8. BLACK STREET by HURVIN ANDERSON

SAATCHI GALLERY, London  11.10.10


Oil on canvas     150x239cm 
 The upper 4/5th  of this painting is a black, black night into which melts a road and its pavement. A white fence, geometrically perfect, skips along from the left. On the right, glass panes of shop windows stare out at the viewer, unseeing. Anderson's painting leaves us free to penetrate the velvety sky, to listen to the stillness and the silence, to sense the dampness of the wet asphalt. 

 It reminds me of Susie Hamilton’s night-time cityscapes, empty of humans, which I first saw in the 1980s and still covet. She says ‘I like to show the legible and familiar morphing into mysteriousness or ambiguity’

Black Street also reminds me of The Wapping Project’s show Death Drive, 2009, a series of large photographs, beautifully lit, shown in a blacked-out room. They were of empty roads too, each of which had been the location of the death of a celebrity including Marc Bolan, Jayne Mansfield, James Dean and Princess Diana.

  In 2009 I saw a cluster of Anderson’s work - ‘Peter’s Series’ – at Art Now, Tate Britain.  It was set in a 1950s Britain which the artist, born in 1965, could never have known.

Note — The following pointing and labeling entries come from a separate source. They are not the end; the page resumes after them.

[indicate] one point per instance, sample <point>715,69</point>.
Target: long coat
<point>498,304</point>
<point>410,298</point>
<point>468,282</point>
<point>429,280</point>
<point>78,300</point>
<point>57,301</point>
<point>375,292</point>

He painted again and again a small sparse room in some one’s house, which had been set up as a barbershop by newly arrived immigrants (a common practice among first-wave Afro-Caribbeans, according to Anderson). 

 Above is Afrosheen 2009, full of  textures and shapes. At first glance it is reassuringly familiar- nostalgic even. But look again and see its ambiguity. The clutter can shift into an abstract work of red and blue and black blocks, with squares of slate. Clippings and papers appear to float. At the bottom of the painting the floor begins to disappear. At the top, is that an expanse of airy blue sky?

Someone called the work part of ‘a meditative suite of paintings’. Perhaps  'Anderson’s painting hovers between landscape and abstraction?